Drowning of Little Jack Glaros

One of the saddest deaths in the history of Palacios, was that of little Jack Glaros, who was drowned in Matagorda bay about three miles from Wells Point, Wednesday of last week. Jack had been in Port Lavaca visiting his grandfather and was on his return with Capt. Costenine Melles on the schooner, Rosalee M. when a little more than three miles from Wells Point a sudden, strong norther hit them, capsizing the boat in fifteen feet of water. Three times the captain had little Jack in his arms and tried to climb on the submerged boat, and three times the little fellow slipped away, the third time to be lost from sight completely. Capt. Melles succeeded in climbing up onto the side of the boat which was entirely under water, and remained there for three days, finally swimming to shore Saturday morning when the wind turned to the south. Several boats, both from here and from Port Lavaca, at once went in search of the little body but up to the present time they have been unsuccessful.

Little Jack Glaros, the eldest child or Mr. and Mrs.

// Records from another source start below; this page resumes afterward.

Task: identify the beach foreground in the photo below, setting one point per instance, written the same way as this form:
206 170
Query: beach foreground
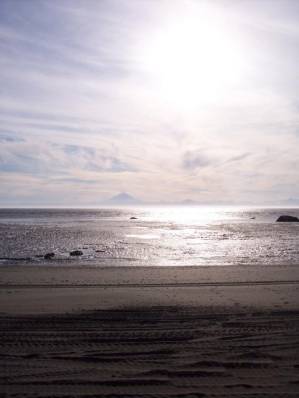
183 337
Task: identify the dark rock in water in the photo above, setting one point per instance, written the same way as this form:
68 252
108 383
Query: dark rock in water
49 256
76 253
287 219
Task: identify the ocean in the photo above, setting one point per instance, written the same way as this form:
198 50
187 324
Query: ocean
157 236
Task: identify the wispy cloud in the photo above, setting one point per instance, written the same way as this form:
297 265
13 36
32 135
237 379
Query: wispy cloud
79 112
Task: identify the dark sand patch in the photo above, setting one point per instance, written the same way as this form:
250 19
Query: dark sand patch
151 352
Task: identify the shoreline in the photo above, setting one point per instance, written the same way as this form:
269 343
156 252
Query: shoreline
49 290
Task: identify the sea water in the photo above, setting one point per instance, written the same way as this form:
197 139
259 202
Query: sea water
159 236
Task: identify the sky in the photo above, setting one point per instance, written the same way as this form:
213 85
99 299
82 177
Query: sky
166 100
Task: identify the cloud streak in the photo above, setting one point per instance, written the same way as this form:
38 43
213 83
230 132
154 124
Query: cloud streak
78 110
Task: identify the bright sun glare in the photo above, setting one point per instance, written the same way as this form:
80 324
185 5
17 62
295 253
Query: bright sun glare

Nick Glaros, was born on his father's farm just west of town. Their present home is in West Virginia , the mother and children being here for a visit. The grief-stricken parents have the sympathy of the entire community.

The Palacios Beacon, April 13, 1917  

Collegeport Patriots

Mr. M. A. Travis, of Collegeport, was in the city last Saturday and gave the Beacon a friendly call. He reported that on the preceding Wednesday evening an enthusiastic mass meeting of citizens was held for the purpose of organizing a Collegeport Home Guard, and which embraces both the military and the agricultural  or productive features. The plan is to prepare for military duty if called on, and also to encourage a larger production of food and feed crops in that territory. Some thirty five enlisted at the meeting and the list has been growing all the time since. A later meeting was arranged for one evening this week at which officers would be elected and the necessary committees appointed.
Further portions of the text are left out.